Defendant also presents evidence that the subject February 10, 2014 incident occurred in an area of the casino that is designated for “high stake” games and is open to all patrons of the casino. At the time of the incident, the area was enclosed by a glass wall separating the “high stake” game area from the main part of the casino floor. The area was accessible by two double doors, and an invitation was not required to access the area. Security was notified that a barred patron who had been advised not to come back to the property was back on the property. A group of officers were assembled to go to the room where plaintiff was located to detain and arrest plaintiff for trespassing. He was subsequently handcuffed and taken to the security office. See declarations of Patee McGuire, Leonard Thomas, and Donald Forgey.

In opposition, plaintiff asserts that on February 10, 2014, he was invited into the Dragon Room by a floor manager and seated at Table 45 by a casino shift manger and played there from several hours before defendant’s security personnel placed him under arrest. He contends that at 12:12 p.m. he had been identified as “regular player.” He argues that he was not barred as it pertained to the February 2014 incident because he was invited and allowed to play and remain at the property “for hours on end.” He also asserts that defendant’s PMK was unable to testify as to whether there were restrictions on who could play in the Dragon Room in February 2014 or whether someone needed permission. Plaintiff also contends that defendant failed to follow its own policies regarding barring and unbarring patrons on the day of the incident. Plaintiff asserts that defendant did not have probable cause to effectuate a citizen’s arrest and that it was conducted after plaintiff began to win some of his money back.

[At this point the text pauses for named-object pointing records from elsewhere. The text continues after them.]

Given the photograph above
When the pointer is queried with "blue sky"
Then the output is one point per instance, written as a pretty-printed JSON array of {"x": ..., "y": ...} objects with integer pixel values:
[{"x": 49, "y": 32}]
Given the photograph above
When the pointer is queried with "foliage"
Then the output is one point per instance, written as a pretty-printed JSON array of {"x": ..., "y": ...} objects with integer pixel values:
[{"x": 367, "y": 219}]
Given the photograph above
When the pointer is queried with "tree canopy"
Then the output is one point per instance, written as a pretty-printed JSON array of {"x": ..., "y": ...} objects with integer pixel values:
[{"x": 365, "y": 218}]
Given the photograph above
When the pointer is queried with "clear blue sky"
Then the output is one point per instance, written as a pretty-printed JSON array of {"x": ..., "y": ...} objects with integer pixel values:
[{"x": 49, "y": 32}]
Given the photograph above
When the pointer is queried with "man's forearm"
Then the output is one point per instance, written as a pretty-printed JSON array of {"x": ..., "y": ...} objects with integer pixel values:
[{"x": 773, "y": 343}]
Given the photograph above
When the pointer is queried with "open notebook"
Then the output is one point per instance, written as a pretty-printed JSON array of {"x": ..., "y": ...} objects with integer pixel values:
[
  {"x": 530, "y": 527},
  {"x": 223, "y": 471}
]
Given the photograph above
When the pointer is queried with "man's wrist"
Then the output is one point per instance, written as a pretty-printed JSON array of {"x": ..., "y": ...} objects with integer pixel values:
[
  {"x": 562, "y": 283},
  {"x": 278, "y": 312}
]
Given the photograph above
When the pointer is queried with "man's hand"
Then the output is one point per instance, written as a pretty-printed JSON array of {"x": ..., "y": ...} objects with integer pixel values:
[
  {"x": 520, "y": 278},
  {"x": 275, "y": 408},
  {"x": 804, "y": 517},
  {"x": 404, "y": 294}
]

In reply, defendant argues that the standard for punitive damages is “despicable conduct,” and not merely the malice required for a malicious prosecution claim. Defendant contends that, as presented in the evidence above, it had a good faith belief that plaintiff was not reinstated at the time of the incident and was therefore trespassing, and plaintiff has not presented evidence that he had been reinstated. Defendant points out that plaintiff testified that he was not sure whether he was barred in April 2011 and asserts that plaintiff’s inability to recall does not create a triable issue as to whether he was barred. Further, defendant reiterates that at the very minimum, the evidence only establishes that the casino called the police on a patron that was barred from the casino in 2011, was previously asked to leave the casino on six separate occasions prior to the incident, and was not previously reinstated through the casino’s reinstatement process. Even if plaintiff was “invited” to play in the Dragon Room, plaintiff does not argue or present any evidence that defendant recognized plaintiff as a barred patron. It is immaterial as to whether plaintiff was described as a “regular player’ on the day of the incident because the phrase does not indicate that plaintiff was also recognized to be a barred patron.

The court finds that defendant has met its burden of showing that plaintiff cannot provide clear and convincing evidence of oppression, fraud, or malice, including despicable conduct, to support a claim of punitive damages. Plaintiff fails to present substantial evidence to raise a triable issue of material fact.

The motion is therefore GRANTED.

Defendant is ordered to give notice of ruling.